Yes, at the end of the day Elo is the real-world measure of the effectiveness of an SMP implementation in chess, if not the technical one.

[Ovyron]

hence time to depth is the wrong metric here, Elo is the right one

And my claim is that the shorter time to depth the more elo, as it leaves more time on the clock so on other moves this engine will outsearch the one with longer time to depth.

Would like to see an example of an engine reaching lower depth and beating the higher depth one, all things being equal, more depth = more elo.

[Ronald]

In current chess engines depth is a relative concept with all the pruning and extensions going on. With lazy SMP the depth that is reported by the engine is the depth of only 1 search thread(usually the main thread, or a helper thread with a higher depth/score) so this makes engine depth even more obscure.
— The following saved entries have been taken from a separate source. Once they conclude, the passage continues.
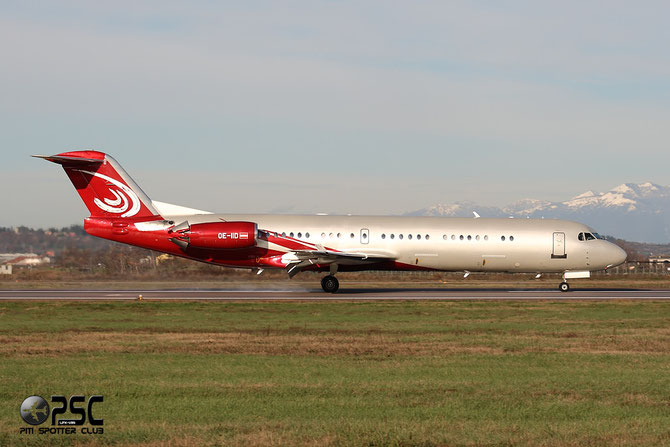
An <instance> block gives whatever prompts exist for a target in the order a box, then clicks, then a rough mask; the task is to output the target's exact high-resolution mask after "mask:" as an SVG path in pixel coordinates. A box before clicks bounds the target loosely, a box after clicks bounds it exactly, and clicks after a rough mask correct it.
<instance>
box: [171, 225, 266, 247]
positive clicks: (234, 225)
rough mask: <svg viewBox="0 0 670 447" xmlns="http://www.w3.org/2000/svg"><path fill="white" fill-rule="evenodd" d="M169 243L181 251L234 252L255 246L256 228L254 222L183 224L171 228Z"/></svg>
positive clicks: (256, 226)
mask: <svg viewBox="0 0 670 447" xmlns="http://www.w3.org/2000/svg"><path fill="white" fill-rule="evenodd" d="M169 232H170V233H171V234H172V235H173V237H172V238H171V239H170V242H172V243H174V244H177V245H178V246H179V247H180V248H181V249H182V250H184V251H186V250H188V249H189V248H205V249H208V250H235V249H240V248H249V247H253V246H255V245H256V234H257V233H258V226H257V225H256V224H255V223H254V222H210V223H200V224H192V225H190V224H189V223H188V222H183V223H181V224H179V225H176V226H174V227H172V228H171V229H170V230H169Z"/></svg>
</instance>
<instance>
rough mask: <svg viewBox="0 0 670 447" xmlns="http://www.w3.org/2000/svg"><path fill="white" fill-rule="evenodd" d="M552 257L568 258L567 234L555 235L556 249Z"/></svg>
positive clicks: (553, 253) (552, 254) (555, 247)
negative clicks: (567, 251) (565, 246)
mask: <svg viewBox="0 0 670 447" xmlns="http://www.w3.org/2000/svg"><path fill="white" fill-rule="evenodd" d="M551 257H552V258H559V259H561V258H562V259H565V258H567V257H568V255H567V254H565V233H554V248H553V251H552V252H551Z"/></svg>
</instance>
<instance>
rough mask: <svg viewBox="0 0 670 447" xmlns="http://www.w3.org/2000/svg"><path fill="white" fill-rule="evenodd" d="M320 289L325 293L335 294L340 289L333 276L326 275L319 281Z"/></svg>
mask: <svg viewBox="0 0 670 447" xmlns="http://www.w3.org/2000/svg"><path fill="white" fill-rule="evenodd" d="M321 288H322V289H323V291H324V292H326V293H335V292H337V289H339V288H340V282H339V281H338V280H337V278H335V277H334V276H333V275H328V276H325V277H324V278H323V279H322V280H321Z"/></svg>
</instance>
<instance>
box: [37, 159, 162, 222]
mask: <svg viewBox="0 0 670 447" xmlns="http://www.w3.org/2000/svg"><path fill="white" fill-rule="evenodd" d="M34 157H38V158H44V159H45V160H48V161H51V162H53V163H58V164H60V165H62V166H63V169H64V170H65V173H66V174H67V176H68V177H69V178H70V181H72V184H73V185H74V187H75V189H76V190H77V192H78V193H79V196H80V197H81V199H82V200H83V201H84V204H85V205H86V207H87V208H88V210H89V211H90V213H91V217H105V218H149V217H159V216H160V215H159V213H158V211H157V210H156V208H155V207H154V206H153V204H152V202H151V200H150V199H149V197H147V195H146V194H145V193H144V191H142V189H141V188H140V187H139V186H137V184H136V183H135V182H134V181H133V179H132V178H130V176H129V175H128V174H127V173H126V171H124V170H123V168H122V167H121V166H120V165H119V164H118V162H117V161H116V160H114V158H112V157H111V156H109V155H107V154H104V153H102V152H98V151H75V152H64V153H62V154H58V155H51V156H44V155H34Z"/></svg>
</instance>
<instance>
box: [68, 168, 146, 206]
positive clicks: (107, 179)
mask: <svg viewBox="0 0 670 447" xmlns="http://www.w3.org/2000/svg"><path fill="white" fill-rule="evenodd" d="M78 171H79V172H83V173H84V174H88V175H92V176H93V177H98V178H101V179H103V180H106V181H108V182H109V183H111V184H112V185H114V186H116V187H118V188H119V189H117V190H114V189H111V188H110V190H109V192H111V193H112V194H113V195H114V198H113V199H108V198H105V199H103V200H104V202H103V200H100V199H98V198H95V199H93V203H95V204H96V205H97V206H98V208H100V209H101V210H103V211H106V212H108V213H114V214H121V213H123V214H121V217H132V216H134V215H135V214H137V213H138V212H139V211H140V205H141V202H140V199H139V197H137V194H135V193H134V192H133V190H132V189H130V188H129V187H128V186H126V185H124V184H123V183H121V182H119V181H118V180H114V179H113V178H111V177H108V176H106V175H103V174H100V173H98V172H91V171H83V170H80V169H78ZM128 198H130V202H131V203H129V202H128ZM129 208H130V209H129Z"/></svg>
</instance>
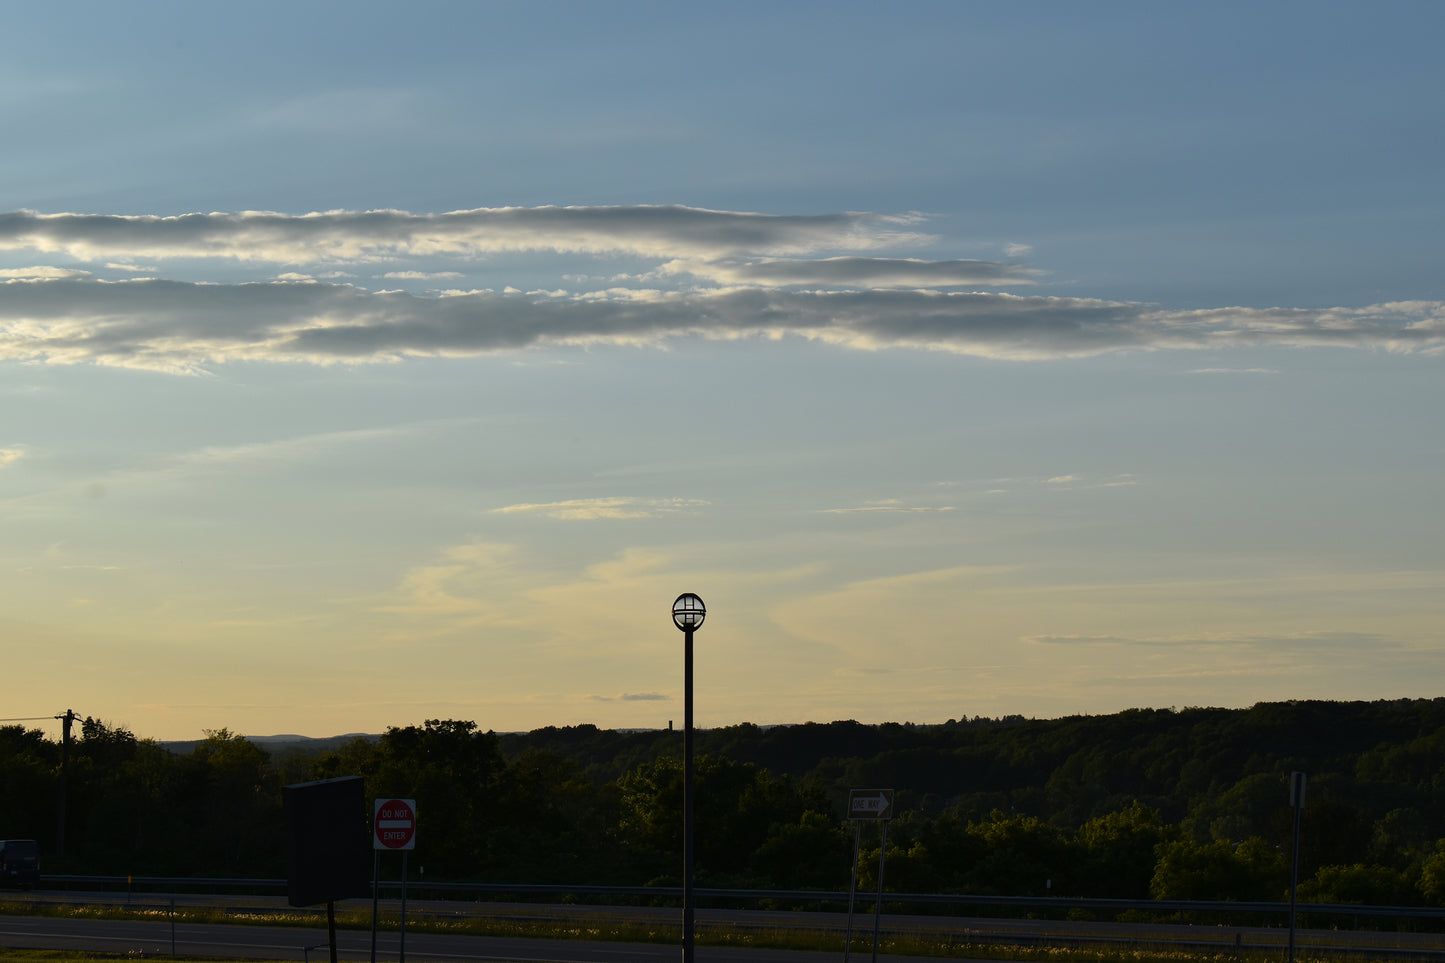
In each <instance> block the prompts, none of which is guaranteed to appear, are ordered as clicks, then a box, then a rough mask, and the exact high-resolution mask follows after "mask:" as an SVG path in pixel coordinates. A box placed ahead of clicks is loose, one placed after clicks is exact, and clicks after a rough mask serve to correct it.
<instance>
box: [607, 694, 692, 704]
mask: <svg viewBox="0 0 1445 963" xmlns="http://www.w3.org/2000/svg"><path fill="white" fill-rule="evenodd" d="M588 698H590V700H591V701H594V703H614V701H621V703H666V701H670V700H672V697H670V695H663V694H662V693H623V694H621V695H588Z"/></svg>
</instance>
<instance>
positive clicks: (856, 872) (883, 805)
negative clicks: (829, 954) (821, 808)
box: [842, 789, 893, 963]
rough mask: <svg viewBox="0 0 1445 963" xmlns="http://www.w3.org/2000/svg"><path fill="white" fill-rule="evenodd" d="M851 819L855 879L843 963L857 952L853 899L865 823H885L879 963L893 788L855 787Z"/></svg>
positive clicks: (842, 944) (878, 952) (852, 804)
mask: <svg viewBox="0 0 1445 963" xmlns="http://www.w3.org/2000/svg"><path fill="white" fill-rule="evenodd" d="M848 818H850V820H853V882H851V883H850V885H848V934H847V936H845V937H844V944H842V962H844V963H848V956H850V954H851V953H853V899H854V895H855V894H857V891H858V853H860V844H861V842H863V824H864V823H881V824H883V834H881V840H880V843H879V892H877V896H876V899H874V902H873V963H879V923H880V918H881V915H883V868H884V865H886V860H887V856H889V820H892V818H893V789H851V791H850V792H848Z"/></svg>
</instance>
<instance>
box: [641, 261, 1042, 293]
mask: <svg viewBox="0 0 1445 963" xmlns="http://www.w3.org/2000/svg"><path fill="white" fill-rule="evenodd" d="M659 270H662V272H663V273H669V275H692V276H696V278H707V279H708V281H715V282H720V283H727V285H762V286H783V285H805V286H822V288H958V286H965V285H1027V283H1033V276H1035V275H1036V273H1038V272H1036V270H1032V269H1029V268H1020V266H1017V265H1004V263H998V262H994V260H916V259H905V257H821V259H812V260H808V259H798V257H766V259H763V260H669V262H668V263H665V265H662V268H660V269H659Z"/></svg>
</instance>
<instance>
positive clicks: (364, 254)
mask: <svg viewBox="0 0 1445 963" xmlns="http://www.w3.org/2000/svg"><path fill="white" fill-rule="evenodd" d="M13 13H14V16H13V23H12V26H10V27H7V33H10V36H12V45H10V46H12V51H10V54H9V55H7V58H6V62H4V64H3V65H0V124H3V129H4V130H6V132H7V146H6V150H4V152H3V155H0V603H3V604H0V633H3V636H4V638H6V639H10V642H12V646H10V652H12V667H10V671H12V674H16V672H19V674H22V675H23V677H26V678H29V680H33V681H35V684H33V685H29V687H27V698H29V700H30V701H33V704H26V706H17V709H16V713H14V714H16V716H45V714H52V713H58V711H61V710H62V709H66V707H74V709H75V710H77V711H79V713H82V714H91V716H97V717H101V719H107V720H110V722H113V723H116V724H126V726H130V727H131V729H134V730H136V732H137V733H139V735H149V736H158V737H191V736H195V735H198V733H199V730H201V729H214V727H221V726H227V727H230V729H231V730H234V732H246V733H256V735H263V733H275V732H301V733H306V735H331V733H338V732H358V730H370V732H376V730H380V729H383V727H384V726H387V724H407V723H413V722H419V720H420V719H431V717H464V719H475V720H477V722H478V723H480V724H483V726H484V727H491V729H499V730H500V729H526V727H533V726H542V724H566V723H579V722H592V723H597V724H603V726H665V724H666V722H668V720H669V719H681V714H682V706H681V651H679V649H681V645H679V643H681V636H679V633H678V632H676V630H675V629H672V626H670V622H669V619H668V606H669V604H670V602H672V599H673V597H675V596H676V594H678V593H681V591H696V593H699V594H701V596H702V597H704V599H705V600H707V602H708V606H709V612H711V615H709V617H708V623H707V626H705V629H704V630H702V632H699V635H698V643H699V648H698V722H699V724H727V723H736V722H743V720H751V722H757V723H779V722H803V720H809V719H811V720H829V719H860V720H866V722H881V720H912V722H942V720H945V719H949V717H958V716H961V714H1006V713H1025V714H1033V716H1058V714H1069V713H1081V711H1113V710H1118V709H1126V707H1133V706H1185V704H1218V706H1240V704H1251V703H1254V701H1260V700H1274V698H1383V697H1403V695H1435V694H1438V693H1436V690H1435V688H1432V687H1433V685H1435V682H1433V680H1436V678H1439V669H1441V668H1445V658H1442V656H1445V638H1442V632H1441V625H1442V619H1441V616H1442V615H1445V612H1442V607H1445V606H1442V602H1441V599H1445V593H1442V591H1441V590H1442V588H1445V552H1442V548H1441V545H1442V542H1445V539H1442V535H1445V531H1442V529H1445V523H1442V513H1441V510H1439V495H1438V493H1439V490H1441V489H1442V481H1445V477H1442V476H1445V438H1442V434H1445V432H1442V429H1441V425H1439V416H1438V411H1439V408H1441V401H1442V393H1445V392H1442V377H1441V364H1442V354H1445V279H1442V272H1441V250H1442V249H1441V241H1439V237H1441V224H1442V213H1445V188H1442V181H1441V178H1439V156H1441V153H1442V134H1441V132H1442V130H1445V126H1442V123H1441V120H1442V119H1441V106H1439V104H1441V101H1439V94H1438V91H1439V90H1442V85H1445V68H1442V67H1441V64H1439V58H1438V55H1436V52H1435V49H1433V43H1435V38H1438V36H1439V33H1441V27H1442V26H1445V23H1442V20H1445V13H1442V12H1441V7H1439V6H1438V4H1433V3H1394V4H1389V6H1384V7H1377V6H1366V4H1335V3H1311V4H1286V3H1280V4H1209V6H1201V7H1188V9H1185V7H1173V6H1162V4H1124V3H1100V4H961V3H948V4H902V6H897V7H887V9H884V7H880V6H876V4H838V3H829V4H805V3H799V4H780V6H779V4H725V6H724V4H718V6H707V7H695V9H675V7H673V6H663V4H420V6H418V4H407V6H405V7H403V6H400V4H302V6H299V7H292V6H282V4H247V6H243V7H215V6H207V4H144V3H143V4H134V6H127V7H116V6H110V4H79V6H78V7H72V9H66V12H65V13H64V14H62V13H51V12H48V10H43V9H39V7H30V9H25V10H19V12H13Z"/></svg>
I'm pretty sure that if you run a match on fixed depth with a single thread version against a multiple thread version with a lesser fixed depth, then up to a certain difference in depth/number of threads the multi threaded version will be better. When doing such an experiment, you have to make sure that the engine used always stops the helper threads at the fixed depth, usually the search in only stopped when the main thread reaches the fixed depth, so other threads may have a deeper search depth than reported.

Of course its safe to assume that "all things being equal" usually more depth means more elo (except for mate in X positions...)

[Sopel]

hence time to depth is the wrong metric here, Elo is the right one

And my claim is that the shorter time to depth the more elo, as it leaves more time on the clock so on other moves this engine will outsearch the one with longer time to depth.

Would like to see an example of an engine reaching lower depth and beating the higher depth one, all things being equal, more depth = more elo.

Your understanding of modern chess engines is pretty inexistent if depth is the metric you use

[Ovyron]

I'm pretty sure that if you run a match on fixed depth with a single thread version against a multiple thread version with a lesser fixed depth, then up to a certain difference in depth/number of threads the multi threaded version will be better.

I'd love to see this, I've never seen an engine with lower depth beat one with a higher one (which in this case would be same engine with different conditions.)

Probably could be fast to run (say, depth 11 multi thread beating depth 12 single thread.)

[Ovyron]

Your understanding of modern chess engines is pretty inexistent if depth is the metric you use

This isn't about understanding, but of practice, nobody has tested for this case (where lower depth wins.)